Aunque es uno de los destinos más conocidos de Bélgica, Brujas nunca deja de sorprender. Tiene un equilibrio perfecto entre ciudad histórica y pequeño pueblo tranquilo. En esta visita hice una ruta por los lugares más emblemáticos del casco histórico, ideal para una primera toma de contacto con la ciudad si solo tienes un día.
El Minnewater y el Begijnhof
Empieza la visita en el sur de la ciudad, donde todo es más calmado. El Minnewaterpark, también conocido como el Lago del Amor, es uno de los rincones más bonitos de Brujas. Cuenta la leyenda que, hace muchos años, en Brujas vivía una joven llamada Minna, a la que su padre había concertado un matrimonio sin su consentimiento, sin tener en cuenta que ella estaba enamorada de un hombre llamado Stromberg. Minna, al verse en esa situación, escapó y se escondió en el bosque. Cuando Stromberg salió en su búsqueda, la encontró muerta a orillas de un manantial, el que hoy conocemos como Lago del Amor.
Junto al lago se encuentra el Begijnhof, un beaterio fundado en el siglo XIII, donde vivían las beguinas: mujeres que formaban comunidades religiosas sin llegar a ser monjas. Hoy es Patrimonio Mundial de la UNESCO, y muchas de sus casas siguen habitadas por monjas benedictinas.
La Iglesia de Nuestra Señora
Desde el allí, puedes seguir paseando hacia el centro histórico. De camino, te encontrarás con la Iglesia de Nuestra Señora, que cuenta con la segunda torre de ladrillo más alta del mundo: más de 115 metros de altura.
En su interior se guarda una joya artística: La Madonna de Brujas, una escultura de mármol realizada por Miguel Ángel. Fue una de las pocas obras del artista que salió de Italia durante su vida.
Grote Markt y el campanario Belfort
Ahora sí, llegamos al corazón de Brujas: la Grote Markt, la gran plaza rodeada de casas gremiales con fachadas de colores.

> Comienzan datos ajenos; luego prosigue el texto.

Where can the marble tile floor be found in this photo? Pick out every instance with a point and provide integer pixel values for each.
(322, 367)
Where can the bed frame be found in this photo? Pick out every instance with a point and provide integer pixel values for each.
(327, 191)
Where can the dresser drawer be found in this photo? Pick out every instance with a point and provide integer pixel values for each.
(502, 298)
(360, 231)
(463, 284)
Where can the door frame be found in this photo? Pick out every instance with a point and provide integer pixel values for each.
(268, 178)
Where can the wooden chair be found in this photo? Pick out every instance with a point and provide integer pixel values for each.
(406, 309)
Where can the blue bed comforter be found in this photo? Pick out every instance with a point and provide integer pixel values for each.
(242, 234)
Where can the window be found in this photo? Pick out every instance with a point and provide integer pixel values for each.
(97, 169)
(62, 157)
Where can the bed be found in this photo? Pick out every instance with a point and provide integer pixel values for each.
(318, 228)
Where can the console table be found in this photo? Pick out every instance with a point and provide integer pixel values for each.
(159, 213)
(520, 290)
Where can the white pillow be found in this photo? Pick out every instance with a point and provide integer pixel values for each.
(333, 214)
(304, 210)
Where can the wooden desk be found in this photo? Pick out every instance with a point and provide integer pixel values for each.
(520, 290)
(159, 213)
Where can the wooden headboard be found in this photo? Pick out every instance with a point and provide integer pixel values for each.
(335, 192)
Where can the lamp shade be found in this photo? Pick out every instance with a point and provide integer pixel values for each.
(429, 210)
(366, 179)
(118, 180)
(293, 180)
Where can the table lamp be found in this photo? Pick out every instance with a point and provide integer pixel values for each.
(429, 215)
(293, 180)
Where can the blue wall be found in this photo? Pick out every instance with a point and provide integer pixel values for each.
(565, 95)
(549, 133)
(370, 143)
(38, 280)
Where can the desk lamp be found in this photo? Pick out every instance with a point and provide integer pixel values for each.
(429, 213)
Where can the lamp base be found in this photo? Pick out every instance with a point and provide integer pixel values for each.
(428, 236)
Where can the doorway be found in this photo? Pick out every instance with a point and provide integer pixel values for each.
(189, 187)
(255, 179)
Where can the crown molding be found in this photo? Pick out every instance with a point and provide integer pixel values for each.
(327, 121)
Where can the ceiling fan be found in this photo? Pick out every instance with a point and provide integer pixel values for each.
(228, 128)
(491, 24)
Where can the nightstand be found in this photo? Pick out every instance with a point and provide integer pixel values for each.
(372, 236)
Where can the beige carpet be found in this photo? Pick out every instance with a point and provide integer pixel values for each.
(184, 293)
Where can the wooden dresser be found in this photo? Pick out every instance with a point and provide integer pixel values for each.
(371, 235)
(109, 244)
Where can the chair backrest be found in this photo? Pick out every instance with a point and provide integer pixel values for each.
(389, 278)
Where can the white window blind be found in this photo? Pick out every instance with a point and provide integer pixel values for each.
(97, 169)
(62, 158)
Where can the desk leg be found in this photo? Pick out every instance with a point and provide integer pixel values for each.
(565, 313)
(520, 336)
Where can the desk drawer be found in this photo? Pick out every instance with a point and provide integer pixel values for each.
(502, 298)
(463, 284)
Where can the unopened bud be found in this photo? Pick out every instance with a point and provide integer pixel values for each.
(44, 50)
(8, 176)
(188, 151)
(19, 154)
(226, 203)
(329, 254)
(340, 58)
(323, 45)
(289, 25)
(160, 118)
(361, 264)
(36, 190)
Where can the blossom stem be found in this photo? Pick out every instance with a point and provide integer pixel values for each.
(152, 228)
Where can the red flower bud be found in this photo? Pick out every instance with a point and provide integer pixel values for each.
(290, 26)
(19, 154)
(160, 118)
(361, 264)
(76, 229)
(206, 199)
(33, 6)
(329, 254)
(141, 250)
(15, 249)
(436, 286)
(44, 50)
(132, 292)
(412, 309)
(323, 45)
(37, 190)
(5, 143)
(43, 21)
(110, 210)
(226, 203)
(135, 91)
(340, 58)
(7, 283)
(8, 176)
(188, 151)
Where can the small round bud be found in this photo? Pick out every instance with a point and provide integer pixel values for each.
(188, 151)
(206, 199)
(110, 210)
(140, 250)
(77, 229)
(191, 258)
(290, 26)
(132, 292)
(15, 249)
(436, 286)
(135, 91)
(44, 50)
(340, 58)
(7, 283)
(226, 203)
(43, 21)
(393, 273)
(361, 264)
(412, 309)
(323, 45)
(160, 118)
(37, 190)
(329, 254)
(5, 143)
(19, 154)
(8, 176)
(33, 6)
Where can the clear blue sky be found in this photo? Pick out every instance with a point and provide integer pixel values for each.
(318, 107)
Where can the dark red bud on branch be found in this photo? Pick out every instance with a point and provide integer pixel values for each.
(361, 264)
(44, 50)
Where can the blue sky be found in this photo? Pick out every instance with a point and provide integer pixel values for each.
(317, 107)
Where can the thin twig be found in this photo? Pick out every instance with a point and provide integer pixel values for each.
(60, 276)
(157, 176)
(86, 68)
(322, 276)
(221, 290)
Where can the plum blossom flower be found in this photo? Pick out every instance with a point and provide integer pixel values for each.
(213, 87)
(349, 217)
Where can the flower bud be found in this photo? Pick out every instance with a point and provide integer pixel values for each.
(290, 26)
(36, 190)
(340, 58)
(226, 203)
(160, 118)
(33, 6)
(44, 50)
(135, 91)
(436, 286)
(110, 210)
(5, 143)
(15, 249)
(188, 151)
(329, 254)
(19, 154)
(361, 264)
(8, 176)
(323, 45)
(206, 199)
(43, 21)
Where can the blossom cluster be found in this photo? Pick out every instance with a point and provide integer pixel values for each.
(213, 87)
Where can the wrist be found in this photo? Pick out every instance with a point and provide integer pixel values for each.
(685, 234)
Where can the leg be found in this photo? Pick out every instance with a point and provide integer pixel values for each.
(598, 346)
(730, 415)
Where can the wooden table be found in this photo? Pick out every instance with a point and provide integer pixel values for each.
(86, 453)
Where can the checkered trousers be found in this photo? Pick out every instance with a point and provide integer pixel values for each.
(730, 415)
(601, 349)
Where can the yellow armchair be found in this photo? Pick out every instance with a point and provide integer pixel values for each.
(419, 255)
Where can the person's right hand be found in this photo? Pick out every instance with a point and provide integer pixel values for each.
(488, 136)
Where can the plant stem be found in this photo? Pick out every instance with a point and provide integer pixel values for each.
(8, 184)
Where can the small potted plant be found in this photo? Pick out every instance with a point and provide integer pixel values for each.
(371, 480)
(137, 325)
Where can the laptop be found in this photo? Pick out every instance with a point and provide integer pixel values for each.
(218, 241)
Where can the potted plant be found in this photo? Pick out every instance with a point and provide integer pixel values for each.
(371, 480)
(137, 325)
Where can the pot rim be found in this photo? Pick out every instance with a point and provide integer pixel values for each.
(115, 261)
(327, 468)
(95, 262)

En uno de sus laterales se encuentra el Belfort, el campanario medieval del siglo XIII, que alcanza los 83 metros de altura. Fue declarado Patrimonio de la Humanidad por la UNESCO. Si subes sus más de 300 escalones, disfrutarás de una de las mejores vistas panorámicas de la ciudad.
- Horario: de 10:00 a 18:00
- Entrada: 15 € general
Otro edificio destacable de la Grote Markt es el Landhuis, una construcción de estilo neogótico del siglo XIX que actualmente alberga la sede del Juzgado Provincial de Flandes Occidental. Además, en el centro de la plaza se alza una estatua que homenajea a Jan Breydel y Pieter De Koninck, héroes locales que lucharon contra las tropas francesas en el siglo XIV.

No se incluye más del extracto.